While the quality control for aligned reads is not routinely conducted, it is a valuable tool for gaining additional insights into sample quality. It can help identify problematic samples that might pass the initial raw data quality control checks24. In our data, 99.2% of the reads were successfully mapped to the Bos taurus (ARS-UCD1.2) reference genome (Supplementary file 2). It suggests that most reads were mapped correctly to their corresponding genomic locations.

Quality control for SNP data

After consolidating individual sample VCF files, the joint genotyping analysis yielded 39 million SNPs. To ensure the reliability of these variants and filter out false-positive calls for downstream analyses, we employed a robust machine-learning model called VQSR (https://gatk.broadinstitute.org/hc/en-us/articles/360035531612-Variant-Quality-Score-Recalibration-VQSR). VQSR is a two-step process that involves training a machine learning model using a training dataset and then applying this model to recalibrate the variant quality scores in the primary dataset. VQSR offers several advantages, including improved accuracy, adaptability, comprehensive assessment, and reduced false positives compared to traditional filtering methods. By incorporating VQSR, we optimized the quality control process and enhanced the validity of our variant calls. Specifically, threshold values of 99% retained about 35 million true variants and excluded four million variants as poor/false positive calls. We also computed the transition/transversion (Ti/Tv) ratio and the heterozygosity-to-homozygosity (het/hom) ratio for SNPs passing the 99% threshold. The observed Ti/Tv and het/hom ratios were 2.35 and 1.17, respectively. These metrics are consistent with values reported for other African zebu cattle breeds31.
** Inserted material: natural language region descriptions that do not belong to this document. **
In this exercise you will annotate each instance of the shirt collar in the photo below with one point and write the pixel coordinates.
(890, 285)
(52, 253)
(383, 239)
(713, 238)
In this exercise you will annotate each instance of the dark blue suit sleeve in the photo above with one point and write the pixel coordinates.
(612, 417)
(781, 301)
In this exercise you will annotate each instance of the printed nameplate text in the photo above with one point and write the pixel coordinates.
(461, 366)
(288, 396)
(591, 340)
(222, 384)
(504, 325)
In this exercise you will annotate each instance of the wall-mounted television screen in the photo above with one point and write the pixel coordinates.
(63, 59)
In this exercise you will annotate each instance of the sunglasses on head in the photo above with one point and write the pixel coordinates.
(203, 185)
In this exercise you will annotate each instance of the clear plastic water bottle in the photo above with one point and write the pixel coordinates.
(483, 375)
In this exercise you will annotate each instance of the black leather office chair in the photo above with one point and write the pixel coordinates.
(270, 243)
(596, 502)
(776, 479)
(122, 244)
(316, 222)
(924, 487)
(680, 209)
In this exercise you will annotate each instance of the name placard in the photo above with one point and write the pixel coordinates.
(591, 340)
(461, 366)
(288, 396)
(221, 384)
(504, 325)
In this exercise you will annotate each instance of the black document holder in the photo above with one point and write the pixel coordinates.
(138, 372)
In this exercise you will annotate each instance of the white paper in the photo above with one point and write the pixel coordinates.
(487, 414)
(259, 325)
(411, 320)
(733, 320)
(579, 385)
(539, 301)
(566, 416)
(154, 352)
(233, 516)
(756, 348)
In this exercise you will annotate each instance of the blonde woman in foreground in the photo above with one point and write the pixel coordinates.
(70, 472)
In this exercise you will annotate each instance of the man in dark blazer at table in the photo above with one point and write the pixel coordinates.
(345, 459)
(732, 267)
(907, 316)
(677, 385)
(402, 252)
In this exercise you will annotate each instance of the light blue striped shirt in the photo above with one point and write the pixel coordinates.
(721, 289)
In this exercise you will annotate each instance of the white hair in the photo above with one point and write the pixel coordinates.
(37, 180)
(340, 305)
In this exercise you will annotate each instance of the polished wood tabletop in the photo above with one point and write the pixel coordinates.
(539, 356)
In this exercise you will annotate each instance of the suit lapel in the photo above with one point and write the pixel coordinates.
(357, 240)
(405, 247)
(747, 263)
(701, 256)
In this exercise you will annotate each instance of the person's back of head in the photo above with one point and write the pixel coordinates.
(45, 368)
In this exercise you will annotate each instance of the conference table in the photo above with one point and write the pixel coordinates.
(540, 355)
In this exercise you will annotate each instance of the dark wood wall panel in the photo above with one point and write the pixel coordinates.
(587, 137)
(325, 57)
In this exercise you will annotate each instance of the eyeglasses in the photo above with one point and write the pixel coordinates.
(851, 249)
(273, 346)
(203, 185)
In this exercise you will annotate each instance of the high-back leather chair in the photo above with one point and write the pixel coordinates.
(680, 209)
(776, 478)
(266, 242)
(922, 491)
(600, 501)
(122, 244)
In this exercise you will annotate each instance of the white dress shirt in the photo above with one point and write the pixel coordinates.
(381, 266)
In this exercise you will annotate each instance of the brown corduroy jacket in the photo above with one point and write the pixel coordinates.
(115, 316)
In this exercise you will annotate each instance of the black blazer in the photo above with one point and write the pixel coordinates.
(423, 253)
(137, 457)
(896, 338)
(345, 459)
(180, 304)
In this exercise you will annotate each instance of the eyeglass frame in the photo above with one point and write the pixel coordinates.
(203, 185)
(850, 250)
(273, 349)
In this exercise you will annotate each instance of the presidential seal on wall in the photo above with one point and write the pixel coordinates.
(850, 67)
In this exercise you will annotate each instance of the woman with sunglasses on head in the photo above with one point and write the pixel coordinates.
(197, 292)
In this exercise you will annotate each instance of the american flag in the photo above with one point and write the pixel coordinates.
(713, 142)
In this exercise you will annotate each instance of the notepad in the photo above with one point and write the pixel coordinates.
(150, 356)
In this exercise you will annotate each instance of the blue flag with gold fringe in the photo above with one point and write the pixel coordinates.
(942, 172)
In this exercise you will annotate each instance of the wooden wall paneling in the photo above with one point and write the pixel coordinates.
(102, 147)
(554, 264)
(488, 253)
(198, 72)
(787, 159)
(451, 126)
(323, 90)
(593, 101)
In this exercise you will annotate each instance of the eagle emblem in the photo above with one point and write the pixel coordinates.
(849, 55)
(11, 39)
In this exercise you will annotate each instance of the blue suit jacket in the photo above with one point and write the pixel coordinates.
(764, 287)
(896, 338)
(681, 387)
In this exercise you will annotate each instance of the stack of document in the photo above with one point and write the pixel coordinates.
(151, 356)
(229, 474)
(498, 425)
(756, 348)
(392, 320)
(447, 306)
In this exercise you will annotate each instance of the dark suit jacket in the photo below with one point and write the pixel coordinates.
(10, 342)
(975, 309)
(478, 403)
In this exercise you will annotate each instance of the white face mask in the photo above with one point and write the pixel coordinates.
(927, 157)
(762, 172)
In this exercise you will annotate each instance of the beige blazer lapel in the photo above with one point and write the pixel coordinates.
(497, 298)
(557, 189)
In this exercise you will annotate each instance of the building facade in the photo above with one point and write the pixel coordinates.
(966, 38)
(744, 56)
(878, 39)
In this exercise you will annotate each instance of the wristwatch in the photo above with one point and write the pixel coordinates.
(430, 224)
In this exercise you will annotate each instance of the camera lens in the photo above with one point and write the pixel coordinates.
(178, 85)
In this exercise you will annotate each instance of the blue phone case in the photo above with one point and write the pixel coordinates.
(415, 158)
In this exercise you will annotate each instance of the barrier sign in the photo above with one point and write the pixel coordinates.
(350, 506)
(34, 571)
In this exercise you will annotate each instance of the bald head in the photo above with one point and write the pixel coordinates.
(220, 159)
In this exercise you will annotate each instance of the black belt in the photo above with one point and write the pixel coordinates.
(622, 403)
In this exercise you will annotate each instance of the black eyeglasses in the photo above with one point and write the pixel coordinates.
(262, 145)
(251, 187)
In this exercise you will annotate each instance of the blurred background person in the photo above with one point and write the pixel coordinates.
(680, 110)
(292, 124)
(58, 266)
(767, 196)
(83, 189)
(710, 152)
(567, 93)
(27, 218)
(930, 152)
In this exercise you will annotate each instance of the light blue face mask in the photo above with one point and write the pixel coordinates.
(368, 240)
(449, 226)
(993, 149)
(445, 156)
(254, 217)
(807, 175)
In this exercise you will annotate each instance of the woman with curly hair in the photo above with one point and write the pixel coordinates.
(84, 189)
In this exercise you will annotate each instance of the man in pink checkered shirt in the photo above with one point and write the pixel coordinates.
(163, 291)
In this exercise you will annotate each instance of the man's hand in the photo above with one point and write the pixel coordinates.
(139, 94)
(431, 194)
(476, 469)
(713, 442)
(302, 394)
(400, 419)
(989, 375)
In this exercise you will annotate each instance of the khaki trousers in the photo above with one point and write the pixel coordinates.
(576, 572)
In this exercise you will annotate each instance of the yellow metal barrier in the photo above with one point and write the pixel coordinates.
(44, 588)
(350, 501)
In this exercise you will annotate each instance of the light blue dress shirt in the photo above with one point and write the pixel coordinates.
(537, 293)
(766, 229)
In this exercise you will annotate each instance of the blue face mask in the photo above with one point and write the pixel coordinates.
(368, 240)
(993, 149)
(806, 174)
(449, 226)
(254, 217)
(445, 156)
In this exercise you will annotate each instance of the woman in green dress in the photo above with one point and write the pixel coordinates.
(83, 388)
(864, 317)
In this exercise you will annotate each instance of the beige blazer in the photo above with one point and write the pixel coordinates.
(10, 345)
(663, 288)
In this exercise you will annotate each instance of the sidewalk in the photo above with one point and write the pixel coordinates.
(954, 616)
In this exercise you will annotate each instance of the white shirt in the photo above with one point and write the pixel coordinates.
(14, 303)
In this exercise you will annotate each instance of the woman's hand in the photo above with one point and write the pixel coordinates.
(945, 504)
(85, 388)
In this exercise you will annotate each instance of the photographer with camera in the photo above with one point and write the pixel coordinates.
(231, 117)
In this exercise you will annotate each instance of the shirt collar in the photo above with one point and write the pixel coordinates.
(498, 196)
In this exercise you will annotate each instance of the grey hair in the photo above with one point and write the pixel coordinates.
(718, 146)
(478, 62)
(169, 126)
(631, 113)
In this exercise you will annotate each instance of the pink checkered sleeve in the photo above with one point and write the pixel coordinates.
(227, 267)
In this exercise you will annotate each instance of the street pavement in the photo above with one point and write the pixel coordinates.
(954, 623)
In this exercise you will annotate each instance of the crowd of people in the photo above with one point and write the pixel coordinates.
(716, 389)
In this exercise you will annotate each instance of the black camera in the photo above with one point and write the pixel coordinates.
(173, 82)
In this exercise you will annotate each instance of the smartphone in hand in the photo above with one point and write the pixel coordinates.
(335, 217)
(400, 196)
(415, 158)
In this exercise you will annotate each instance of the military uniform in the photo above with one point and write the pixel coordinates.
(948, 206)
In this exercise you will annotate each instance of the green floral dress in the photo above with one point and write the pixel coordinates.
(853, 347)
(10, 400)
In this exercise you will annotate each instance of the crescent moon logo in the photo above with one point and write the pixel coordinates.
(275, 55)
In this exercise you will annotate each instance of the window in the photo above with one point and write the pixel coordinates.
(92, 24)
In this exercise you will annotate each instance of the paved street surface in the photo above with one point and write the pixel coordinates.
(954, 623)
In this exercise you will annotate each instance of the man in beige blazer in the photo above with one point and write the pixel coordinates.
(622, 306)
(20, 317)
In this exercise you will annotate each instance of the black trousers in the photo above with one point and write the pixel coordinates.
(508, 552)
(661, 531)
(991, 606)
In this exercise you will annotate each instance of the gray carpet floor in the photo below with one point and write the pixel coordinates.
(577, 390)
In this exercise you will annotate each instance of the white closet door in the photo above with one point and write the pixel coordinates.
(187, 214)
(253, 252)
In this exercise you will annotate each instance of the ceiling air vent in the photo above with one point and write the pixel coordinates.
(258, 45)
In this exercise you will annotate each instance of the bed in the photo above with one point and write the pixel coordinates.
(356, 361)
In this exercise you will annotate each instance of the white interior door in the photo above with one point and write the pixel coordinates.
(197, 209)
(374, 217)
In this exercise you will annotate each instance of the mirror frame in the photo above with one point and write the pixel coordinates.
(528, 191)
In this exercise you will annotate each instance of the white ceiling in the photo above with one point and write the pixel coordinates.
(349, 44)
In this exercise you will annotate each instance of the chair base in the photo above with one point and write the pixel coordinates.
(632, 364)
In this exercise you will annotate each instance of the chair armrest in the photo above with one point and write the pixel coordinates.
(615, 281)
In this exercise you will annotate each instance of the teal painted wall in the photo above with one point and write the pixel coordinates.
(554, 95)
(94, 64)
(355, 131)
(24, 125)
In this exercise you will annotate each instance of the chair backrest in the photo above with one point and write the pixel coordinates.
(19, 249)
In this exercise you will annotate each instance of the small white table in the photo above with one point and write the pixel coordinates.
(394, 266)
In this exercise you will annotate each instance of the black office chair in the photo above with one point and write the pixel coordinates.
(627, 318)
To investigate the genomic distribution and functional impact of genetic variants, we used the SNPeff variant annotation tool. A significant portion of variants (over 89%) were annotated within intronic and intragenic regions (Table 2). Notably, while the number of SNPs per chromosome correlated with chromosome length32, our study revealed varying SNP densities across chromosomes. For instance, Chromosome 23 showed the highest SNP density (16.65), whereas the X chromosome had the lowest (6.61). These variations are likely attributed to multiple factors, including differences in recombination and mutation rates, genetic drift, demographic influences, selective pressures, and population history33. Despite containing more repetitive regions, the X chromosome experiences heightened selection pressure against genetic variants, driven by hemizygosity in males and X-chromosome inactivation in females. As a result, the X chromosome exhibits a lower SNP density than autosomes. These unique genetic mechanisms and evolutionary dynamics significantly shape the distinct SNP profiles observed between the X chromosome and autosomes34 Table 3.

Table 2 Single Nucleotide Polymorphisms (SNPs) across various annotation categories.
Table 3 Summary of SNPs density in each chromosome.